How do you use differentials to estimate the maximum error in calculating the surface area of the box if the dimensions of a closed rectangular box are measured as 60 centimeters, 100 centimeters, and 90 centimeters, respectively, with the error in each measurement at most .2 centimeters?

Let's call the measurements #x,y,z# for now.

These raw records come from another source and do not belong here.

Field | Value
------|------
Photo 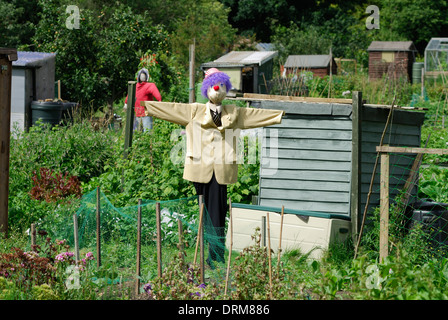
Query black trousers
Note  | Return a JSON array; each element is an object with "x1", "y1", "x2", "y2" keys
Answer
[{"x1": 193, "y1": 173, "x2": 227, "y2": 263}]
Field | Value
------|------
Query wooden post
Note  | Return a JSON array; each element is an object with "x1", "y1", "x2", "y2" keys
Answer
[
  {"x1": 0, "y1": 48, "x2": 17, "y2": 238},
  {"x1": 261, "y1": 216, "x2": 266, "y2": 247},
  {"x1": 199, "y1": 195, "x2": 205, "y2": 283},
  {"x1": 30, "y1": 223, "x2": 36, "y2": 248},
  {"x1": 193, "y1": 200, "x2": 204, "y2": 264},
  {"x1": 156, "y1": 202, "x2": 162, "y2": 278},
  {"x1": 194, "y1": 200, "x2": 204, "y2": 266},
  {"x1": 225, "y1": 198, "x2": 233, "y2": 296},
  {"x1": 380, "y1": 150, "x2": 390, "y2": 263},
  {"x1": 73, "y1": 214, "x2": 80, "y2": 264},
  {"x1": 178, "y1": 219, "x2": 184, "y2": 265},
  {"x1": 189, "y1": 40, "x2": 196, "y2": 104},
  {"x1": 350, "y1": 91, "x2": 362, "y2": 239},
  {"x1": 123, "y1": 81, "x2": 136, "y2": 159},
  {"x1": 266, "y1": 212, "x2": 273, "y2": 300},
  {"x1": 96, "y1": 186, "x2": 101, "y2": 268},
  {"x1": 277, "y1": 205, "x2": 284, "y2": 265},
  {"x1": 135, "y1": 199, "x2": 142, "y2": 296}
]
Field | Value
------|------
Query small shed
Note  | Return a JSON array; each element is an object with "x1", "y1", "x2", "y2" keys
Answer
[
  {"x1": 227, "y1": 93, "x2": 425, "y2": 258},
  {"x1": 11, "y1": 51, "x2": 56, "y2": 131},
  {"x1": 424, "y1": 38, "x2": 448, "y2": 79},
  {"x1": 367, "y1": 41, "x2": 417, "y2": 81},
  {"x1": 200, "y1": 50, "x2": 278, "y2": 95},
  {"x1": 284, "y1": 54, "x2": 337, "y2": 79}
]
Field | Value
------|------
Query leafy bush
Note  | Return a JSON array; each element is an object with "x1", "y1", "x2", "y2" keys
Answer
[{"x1": 29, "y1": 168, "x2": 82, "y2": 202}]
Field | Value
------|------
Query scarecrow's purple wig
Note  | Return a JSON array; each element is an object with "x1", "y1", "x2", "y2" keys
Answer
[{"x1": 201, "y1": 72, "x2": 232, "y2": 98}]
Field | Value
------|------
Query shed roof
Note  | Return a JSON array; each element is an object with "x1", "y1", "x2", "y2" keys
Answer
[
  {"x1": 367, "y1": 41, "x2": 417, "y2": 52},
  {"x1": 201, "y1": 50, "x2": 277, "y2": 68},
  {"x1": 284, "y1": 55, "x2": 333, "y2": 68},
  {"x1": 12, "y1": 51, "x2": 56, "y2": 68}
]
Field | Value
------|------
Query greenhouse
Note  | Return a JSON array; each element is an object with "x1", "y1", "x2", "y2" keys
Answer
[{"x1": 425, "y1": 38, "x2": 448, "y2": 77}]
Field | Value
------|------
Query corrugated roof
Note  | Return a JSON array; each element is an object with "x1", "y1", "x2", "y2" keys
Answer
[
  {"x1": 367, "y1": 41, "x2": 417, "y2": 52},
  {"x1": 284, "y1": 55, "x2": 332, "y2": 68},
  {"x1": 12, "y1": 51, "x2": 56, "y2": 67},
  {"x1": 202, "y1": 50, "x2": 277, "y2": 68}
]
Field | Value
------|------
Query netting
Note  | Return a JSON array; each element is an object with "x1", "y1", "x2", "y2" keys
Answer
[{"x1": 37, "y1": 189, "x2": 226, "y2": 281}]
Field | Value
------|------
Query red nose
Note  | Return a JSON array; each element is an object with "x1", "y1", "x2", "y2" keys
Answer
[{"x1": 213, "y1": 85, "x2": 220, "y2": 91}]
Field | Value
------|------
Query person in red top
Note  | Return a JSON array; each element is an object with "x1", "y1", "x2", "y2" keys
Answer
[{"x1": 124, "y1": 68, "x2": 162, "y2": 131}]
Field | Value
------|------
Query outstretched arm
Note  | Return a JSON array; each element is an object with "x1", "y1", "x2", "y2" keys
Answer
[
  {"x1": 237, "y1": 107, "x2": 285, "y2": 129},
  {"x1": 141, "y1": 101, "x2": 193, "y2": 126}
]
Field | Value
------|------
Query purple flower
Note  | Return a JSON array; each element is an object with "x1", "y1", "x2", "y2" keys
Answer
[{"x1": 143, "y1": 283, "x2": 152, "y2": 294}]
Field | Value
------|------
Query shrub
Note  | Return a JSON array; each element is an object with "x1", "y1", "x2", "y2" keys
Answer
[{"x1": 29, "y1": 168, "x2": 82, "y2": 202}]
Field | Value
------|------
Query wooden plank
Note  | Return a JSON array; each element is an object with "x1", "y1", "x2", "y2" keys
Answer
[
  {"x1": 269, "y1": 137, "x2": 352, "y2": 151},
  {"x1": 0, "y1": 52, "x2": 15, "y2": 236},
  {"x1": 260, "y1": 188, "x2": 350, "y2": 203},
  {"x1": 362, "y1": 121, "x2": 421, "y2": 136},
  {"x1": 376, "y1": 145, "x2": 448, "y2": 155},
  {"x1": 261, "y1": 158, "x2": 352, "y2": 171},
  {"x1": 259, "y1": 198, "x2": 350, "y2": 215},
  {"x1": 260, "y1": 178, "x2": 350, "y2": 192},
  {"x1": 276, "y1": 128, "x2": 352, "y2": 140},
  {"x1": 274, "y1": 117, "x2": 352, "y2": 130},
  {"x1": 123, "y1": 81, "x2": 136, "y2": 159},
  {"x1": 268, "y1": 137, "x2": 352, "y2": 152},
  {"x1": 351, "y1": 91, "x2": 362, "y2": 235},
  {"x1": 260, "y1": 169, "x2": 351, "y2": 182},
  {"x1": 244, "y1": 93, "x2": 353, "y2": 104},
  {"x1": 380, "y1": 152, "x2": 390, "y2": 262},
  {"x1": 264, "y1": 147, "x2": 351, "y2": 161}
]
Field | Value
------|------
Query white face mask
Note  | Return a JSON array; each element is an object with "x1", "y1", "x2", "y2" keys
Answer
[
  {"x1": 139, "y1": 72, "x2": 147, "y2": 82},
  {"x1": 207, "y1": 83, "x2": 227, "y2": 105}
]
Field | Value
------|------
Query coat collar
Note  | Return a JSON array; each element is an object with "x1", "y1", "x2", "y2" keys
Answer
[{"x1": 204, "y1": 102, "x2": 232, "y2": 129}]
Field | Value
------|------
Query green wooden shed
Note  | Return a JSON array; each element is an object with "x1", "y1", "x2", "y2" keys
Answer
[{"x1": 226, "y1": 93, "x2": 425, "y2": 258}]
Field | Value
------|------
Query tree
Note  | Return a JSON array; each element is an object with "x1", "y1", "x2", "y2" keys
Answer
[
  {"x1": 168, "y1": 0, "x2": 236, "y2": 70},
  {"x1": 0, "y1": 0, "x2": 41, "y2": 49},
  {"x1": 33, "y1": 0, "x2": 168, "y2": 110}
]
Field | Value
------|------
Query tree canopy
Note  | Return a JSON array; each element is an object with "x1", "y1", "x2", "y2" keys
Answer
[{"x1": 2, "y1": 0, "x2": 448, "y2": 107}]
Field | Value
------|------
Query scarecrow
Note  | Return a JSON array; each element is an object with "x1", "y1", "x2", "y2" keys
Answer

Then the total surface area will be
#A_0=2*xy+2*xz+2*yz=2(xy+xz+yz)#

If we include the differences and set these to #d#
#A_1=2((x+d)(y+d)+(x+d)(z+d)+(y+d)(z+d))#

#=2((xy+xd+yd+d^2)+(xz+xd+zd+d^2)+(yz+yd+zd+d^2))#

Subtract the original surface area #A_0#

#DeltaA=2(xd+yd+d^2+xd+zd+d^2+yd+zd+d^2)#
#=2(2xd+2yd+2zd+3d^2)#

Since #d^2# is very small compared to the rest, we can ignore it.
#DeltaA=4d(x+y+z)# now fill in the numbers:
#DeltaA=4*0.2(60+100+90)=0.8*250=200cm^2#
For maximum error #-0.2# the answer would be #-200cm^2#

Answer : the maximum error in surface area is #200cm^2#
(On a calulated area of #40800cm^2#, less than #0.5%#)

Remark : if we had taken the #d^2# into account the error would be #0.24cm^2# greater (for positive error) or #0.24cm^2# smaller (for negative error).
This is way below the significance range.